Supporters of the strategy of going after school board seats won victories recently in Fairfax County, Virginia, where a fight erupted over one of the nation’s top-rated high schools: Thomas Jefferson High School for Science and Technology in Alexandria.

A coalition opposed to critical race theory instruction and against an admissions policy designed to increase minority representation in the student body regardless of test scores recently won a majority on the school’s PTA chapter. The win prompted the Virginia state organization to try to revoke the chapter’s charter.    

Mr. Nehring said the Leadership Institute’s course, which will be offered online or in person, will touch on other important issues such as a district’s collective bargaining agreement, if it is unionized, and fiscal management.

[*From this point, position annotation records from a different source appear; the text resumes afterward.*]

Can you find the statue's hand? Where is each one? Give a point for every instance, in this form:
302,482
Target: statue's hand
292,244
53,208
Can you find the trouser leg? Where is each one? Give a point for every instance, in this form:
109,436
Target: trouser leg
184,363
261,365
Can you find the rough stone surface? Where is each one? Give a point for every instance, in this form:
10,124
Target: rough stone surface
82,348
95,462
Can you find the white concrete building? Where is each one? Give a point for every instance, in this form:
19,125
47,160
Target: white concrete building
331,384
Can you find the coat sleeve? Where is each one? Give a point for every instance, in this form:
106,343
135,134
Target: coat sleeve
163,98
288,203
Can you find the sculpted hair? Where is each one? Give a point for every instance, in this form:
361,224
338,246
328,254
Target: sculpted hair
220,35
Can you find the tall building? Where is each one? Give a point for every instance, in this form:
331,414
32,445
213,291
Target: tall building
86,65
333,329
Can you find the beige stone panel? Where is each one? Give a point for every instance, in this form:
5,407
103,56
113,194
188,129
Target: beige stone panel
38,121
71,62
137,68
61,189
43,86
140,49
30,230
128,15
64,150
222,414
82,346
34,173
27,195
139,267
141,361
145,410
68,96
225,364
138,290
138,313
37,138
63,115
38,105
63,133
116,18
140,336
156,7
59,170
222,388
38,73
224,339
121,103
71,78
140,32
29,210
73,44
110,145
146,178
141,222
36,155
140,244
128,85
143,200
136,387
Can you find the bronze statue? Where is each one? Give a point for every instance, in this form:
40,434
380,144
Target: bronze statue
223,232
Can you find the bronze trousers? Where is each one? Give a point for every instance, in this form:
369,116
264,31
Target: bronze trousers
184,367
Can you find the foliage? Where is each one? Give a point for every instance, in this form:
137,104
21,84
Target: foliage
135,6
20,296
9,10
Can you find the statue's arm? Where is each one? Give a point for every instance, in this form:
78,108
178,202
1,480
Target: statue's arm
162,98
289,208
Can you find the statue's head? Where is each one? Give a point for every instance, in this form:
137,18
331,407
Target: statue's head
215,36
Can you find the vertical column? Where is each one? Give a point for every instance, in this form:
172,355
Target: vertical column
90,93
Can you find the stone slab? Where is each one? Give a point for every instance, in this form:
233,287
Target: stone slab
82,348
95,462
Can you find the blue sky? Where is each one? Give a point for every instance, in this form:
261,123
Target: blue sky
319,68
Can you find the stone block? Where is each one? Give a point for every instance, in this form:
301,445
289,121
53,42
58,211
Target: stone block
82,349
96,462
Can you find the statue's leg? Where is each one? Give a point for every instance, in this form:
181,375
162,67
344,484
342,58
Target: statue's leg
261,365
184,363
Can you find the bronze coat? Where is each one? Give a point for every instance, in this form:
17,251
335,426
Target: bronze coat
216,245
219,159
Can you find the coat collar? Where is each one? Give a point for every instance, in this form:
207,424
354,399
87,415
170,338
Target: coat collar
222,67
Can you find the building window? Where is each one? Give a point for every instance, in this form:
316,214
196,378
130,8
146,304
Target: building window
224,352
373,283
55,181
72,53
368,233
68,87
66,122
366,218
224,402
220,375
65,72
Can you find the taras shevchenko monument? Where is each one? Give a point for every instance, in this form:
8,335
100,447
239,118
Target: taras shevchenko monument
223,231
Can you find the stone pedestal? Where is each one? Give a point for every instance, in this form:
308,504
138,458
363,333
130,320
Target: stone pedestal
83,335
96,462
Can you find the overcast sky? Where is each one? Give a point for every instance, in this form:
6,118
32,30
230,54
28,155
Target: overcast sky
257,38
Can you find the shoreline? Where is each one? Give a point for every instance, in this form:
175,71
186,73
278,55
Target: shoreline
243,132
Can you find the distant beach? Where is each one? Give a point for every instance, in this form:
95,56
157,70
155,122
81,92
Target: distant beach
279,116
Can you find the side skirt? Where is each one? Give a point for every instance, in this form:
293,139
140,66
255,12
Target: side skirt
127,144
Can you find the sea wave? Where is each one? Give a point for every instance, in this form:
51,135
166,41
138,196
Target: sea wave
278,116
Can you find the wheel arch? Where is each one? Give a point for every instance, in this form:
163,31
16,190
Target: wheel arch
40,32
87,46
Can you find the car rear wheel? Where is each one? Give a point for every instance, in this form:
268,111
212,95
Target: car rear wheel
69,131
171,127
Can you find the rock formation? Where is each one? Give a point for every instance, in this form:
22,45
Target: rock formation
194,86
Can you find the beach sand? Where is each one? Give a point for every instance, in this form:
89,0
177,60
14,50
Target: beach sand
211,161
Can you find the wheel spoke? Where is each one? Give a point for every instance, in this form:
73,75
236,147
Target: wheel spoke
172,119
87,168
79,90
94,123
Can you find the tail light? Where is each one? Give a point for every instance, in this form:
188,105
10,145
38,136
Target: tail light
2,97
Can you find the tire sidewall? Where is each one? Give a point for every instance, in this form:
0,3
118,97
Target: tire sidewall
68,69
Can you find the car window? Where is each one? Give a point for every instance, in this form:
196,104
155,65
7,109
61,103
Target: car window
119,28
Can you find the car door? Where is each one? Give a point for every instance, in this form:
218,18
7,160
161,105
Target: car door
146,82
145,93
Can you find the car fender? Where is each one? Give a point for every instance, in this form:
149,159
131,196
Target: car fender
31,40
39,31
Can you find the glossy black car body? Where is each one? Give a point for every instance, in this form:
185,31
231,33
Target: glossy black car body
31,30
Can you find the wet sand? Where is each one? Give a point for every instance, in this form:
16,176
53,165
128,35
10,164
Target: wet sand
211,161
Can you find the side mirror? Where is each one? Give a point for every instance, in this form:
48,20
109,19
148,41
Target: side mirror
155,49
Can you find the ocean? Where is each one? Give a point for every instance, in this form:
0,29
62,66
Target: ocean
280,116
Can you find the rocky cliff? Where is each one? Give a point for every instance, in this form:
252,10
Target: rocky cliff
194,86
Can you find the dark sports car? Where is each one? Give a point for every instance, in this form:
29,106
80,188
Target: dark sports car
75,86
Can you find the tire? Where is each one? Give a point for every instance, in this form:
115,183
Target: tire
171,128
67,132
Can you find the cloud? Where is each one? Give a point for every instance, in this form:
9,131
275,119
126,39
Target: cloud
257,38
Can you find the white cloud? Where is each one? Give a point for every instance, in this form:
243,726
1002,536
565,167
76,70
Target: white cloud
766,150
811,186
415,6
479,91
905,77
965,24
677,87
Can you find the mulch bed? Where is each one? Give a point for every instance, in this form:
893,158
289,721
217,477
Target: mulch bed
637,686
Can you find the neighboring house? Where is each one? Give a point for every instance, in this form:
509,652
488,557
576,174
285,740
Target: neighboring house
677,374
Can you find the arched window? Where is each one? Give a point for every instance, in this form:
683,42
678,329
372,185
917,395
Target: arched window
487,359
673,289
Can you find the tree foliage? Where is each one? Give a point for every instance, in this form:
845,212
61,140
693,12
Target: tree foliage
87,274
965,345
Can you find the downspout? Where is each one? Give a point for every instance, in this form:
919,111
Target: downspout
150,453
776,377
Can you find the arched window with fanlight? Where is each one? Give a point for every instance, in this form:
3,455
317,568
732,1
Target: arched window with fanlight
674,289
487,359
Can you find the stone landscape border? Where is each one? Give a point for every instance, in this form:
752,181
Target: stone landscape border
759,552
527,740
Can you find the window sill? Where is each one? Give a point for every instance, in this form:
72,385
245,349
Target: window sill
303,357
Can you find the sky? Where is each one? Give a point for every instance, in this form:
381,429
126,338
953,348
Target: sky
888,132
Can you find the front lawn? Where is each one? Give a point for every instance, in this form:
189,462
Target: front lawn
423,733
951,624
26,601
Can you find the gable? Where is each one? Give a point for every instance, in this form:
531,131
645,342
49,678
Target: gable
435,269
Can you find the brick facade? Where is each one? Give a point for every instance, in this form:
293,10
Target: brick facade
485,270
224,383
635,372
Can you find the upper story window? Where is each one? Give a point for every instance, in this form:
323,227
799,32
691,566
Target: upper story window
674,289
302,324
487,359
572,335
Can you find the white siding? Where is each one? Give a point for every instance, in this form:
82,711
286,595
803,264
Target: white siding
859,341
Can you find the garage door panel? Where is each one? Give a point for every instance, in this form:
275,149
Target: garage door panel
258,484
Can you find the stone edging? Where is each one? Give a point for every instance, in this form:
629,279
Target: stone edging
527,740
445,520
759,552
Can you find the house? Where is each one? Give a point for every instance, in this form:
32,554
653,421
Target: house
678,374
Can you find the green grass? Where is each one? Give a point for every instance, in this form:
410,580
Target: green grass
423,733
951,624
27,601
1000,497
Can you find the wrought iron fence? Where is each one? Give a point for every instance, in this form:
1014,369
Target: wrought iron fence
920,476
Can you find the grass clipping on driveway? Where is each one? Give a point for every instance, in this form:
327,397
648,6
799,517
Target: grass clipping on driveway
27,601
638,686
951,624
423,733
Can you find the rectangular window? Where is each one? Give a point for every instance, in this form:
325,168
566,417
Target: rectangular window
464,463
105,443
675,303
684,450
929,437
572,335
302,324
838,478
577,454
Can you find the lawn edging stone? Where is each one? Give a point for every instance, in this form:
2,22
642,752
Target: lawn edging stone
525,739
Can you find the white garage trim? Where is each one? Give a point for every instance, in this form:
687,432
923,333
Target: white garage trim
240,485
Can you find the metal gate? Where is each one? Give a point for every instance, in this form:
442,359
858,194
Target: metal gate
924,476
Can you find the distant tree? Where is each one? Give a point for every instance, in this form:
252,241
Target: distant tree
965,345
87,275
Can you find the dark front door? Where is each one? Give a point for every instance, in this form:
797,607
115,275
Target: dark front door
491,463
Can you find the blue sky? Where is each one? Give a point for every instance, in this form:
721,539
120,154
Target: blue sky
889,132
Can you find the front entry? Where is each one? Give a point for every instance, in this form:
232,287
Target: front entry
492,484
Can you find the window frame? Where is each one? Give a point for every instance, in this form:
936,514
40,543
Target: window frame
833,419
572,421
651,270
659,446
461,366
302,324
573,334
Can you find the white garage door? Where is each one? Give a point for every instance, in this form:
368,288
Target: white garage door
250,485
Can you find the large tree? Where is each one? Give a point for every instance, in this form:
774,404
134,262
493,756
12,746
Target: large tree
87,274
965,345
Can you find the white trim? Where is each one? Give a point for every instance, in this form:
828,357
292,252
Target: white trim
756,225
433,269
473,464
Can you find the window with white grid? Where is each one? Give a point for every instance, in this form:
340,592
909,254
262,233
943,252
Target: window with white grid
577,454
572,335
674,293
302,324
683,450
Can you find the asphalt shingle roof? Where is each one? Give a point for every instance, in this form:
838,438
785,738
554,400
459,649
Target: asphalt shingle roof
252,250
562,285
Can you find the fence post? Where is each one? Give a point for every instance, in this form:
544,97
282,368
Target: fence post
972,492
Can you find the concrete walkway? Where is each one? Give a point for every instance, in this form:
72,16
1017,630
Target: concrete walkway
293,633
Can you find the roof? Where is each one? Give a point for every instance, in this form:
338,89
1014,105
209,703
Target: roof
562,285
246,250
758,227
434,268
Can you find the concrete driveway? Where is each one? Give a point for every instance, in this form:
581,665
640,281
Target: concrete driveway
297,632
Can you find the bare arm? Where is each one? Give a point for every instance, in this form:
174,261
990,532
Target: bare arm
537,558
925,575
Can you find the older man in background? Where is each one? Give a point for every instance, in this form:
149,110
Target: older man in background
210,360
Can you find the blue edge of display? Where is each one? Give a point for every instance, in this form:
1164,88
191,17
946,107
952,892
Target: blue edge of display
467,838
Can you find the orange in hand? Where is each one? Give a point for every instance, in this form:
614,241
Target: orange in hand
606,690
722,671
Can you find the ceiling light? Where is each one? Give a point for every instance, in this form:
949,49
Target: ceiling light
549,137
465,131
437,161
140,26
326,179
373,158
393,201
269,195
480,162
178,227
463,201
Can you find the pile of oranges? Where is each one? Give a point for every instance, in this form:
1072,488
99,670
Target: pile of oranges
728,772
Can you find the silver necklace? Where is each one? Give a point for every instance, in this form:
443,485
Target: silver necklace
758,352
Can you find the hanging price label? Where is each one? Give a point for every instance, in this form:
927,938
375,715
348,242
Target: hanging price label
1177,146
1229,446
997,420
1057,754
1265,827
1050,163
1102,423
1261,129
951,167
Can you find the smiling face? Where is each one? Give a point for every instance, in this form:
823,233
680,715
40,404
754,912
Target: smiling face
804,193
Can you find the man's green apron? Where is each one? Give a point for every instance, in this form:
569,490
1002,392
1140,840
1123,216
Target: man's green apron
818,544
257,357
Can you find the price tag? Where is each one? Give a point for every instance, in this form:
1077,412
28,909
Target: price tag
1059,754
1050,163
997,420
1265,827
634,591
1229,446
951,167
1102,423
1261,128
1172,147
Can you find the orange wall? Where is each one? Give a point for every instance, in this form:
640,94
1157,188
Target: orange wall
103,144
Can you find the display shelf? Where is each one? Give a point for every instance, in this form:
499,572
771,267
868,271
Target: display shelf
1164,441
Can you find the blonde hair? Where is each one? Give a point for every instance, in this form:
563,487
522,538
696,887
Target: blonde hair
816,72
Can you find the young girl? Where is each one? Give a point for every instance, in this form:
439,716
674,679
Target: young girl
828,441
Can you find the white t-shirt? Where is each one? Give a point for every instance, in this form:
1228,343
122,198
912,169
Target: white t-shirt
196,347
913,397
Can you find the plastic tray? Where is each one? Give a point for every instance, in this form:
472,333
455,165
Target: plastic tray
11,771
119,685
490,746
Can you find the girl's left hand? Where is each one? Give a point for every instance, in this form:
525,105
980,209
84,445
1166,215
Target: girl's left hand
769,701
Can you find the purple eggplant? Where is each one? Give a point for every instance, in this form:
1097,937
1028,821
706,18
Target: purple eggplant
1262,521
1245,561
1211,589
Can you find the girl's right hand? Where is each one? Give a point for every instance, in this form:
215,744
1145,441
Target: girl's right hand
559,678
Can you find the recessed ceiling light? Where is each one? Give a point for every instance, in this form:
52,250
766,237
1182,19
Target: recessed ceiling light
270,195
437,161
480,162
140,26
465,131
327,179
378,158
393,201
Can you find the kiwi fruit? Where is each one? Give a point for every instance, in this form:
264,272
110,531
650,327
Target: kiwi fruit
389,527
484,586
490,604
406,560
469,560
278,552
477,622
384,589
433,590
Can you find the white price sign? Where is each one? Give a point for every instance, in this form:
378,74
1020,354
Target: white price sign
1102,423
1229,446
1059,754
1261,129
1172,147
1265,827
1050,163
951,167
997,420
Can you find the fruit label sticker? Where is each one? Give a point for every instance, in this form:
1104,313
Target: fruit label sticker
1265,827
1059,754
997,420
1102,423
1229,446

But the institute’s president, Morton Blackwell, made clear that critical race theory is at the heart of the enterprise when announcing the course last week.

“Unfortunately, leftists increasingly use their power on school boards to force their radical ideology on kids,” he wrote. “Critical race theory is the left’s latest form of evil unleashed on America’s youth. It promotes race-based division and twists America’s history into a hate-fueled delusion.”

The Leadership Institute is not the only outfit trying to train school board candidates. The Tea Party Patriots, which last week released a “tool kit” for parents and taxpayers concerned about critical race theory, has declared July “attend a school board meeting month,” said its honorary chairman, Jenny Beth Martin.

“We’ve had thousands of people who have expressed interest in either our ’United We Stand’ tool kit or school board meeting month how-to guides and training sessions,” she said. “Parents and citizens are interested in running for office this year in a way we have not seen since the beginning of our Tea Party movement in 2009. Nearly 400 of our activists have expressed interest so far.”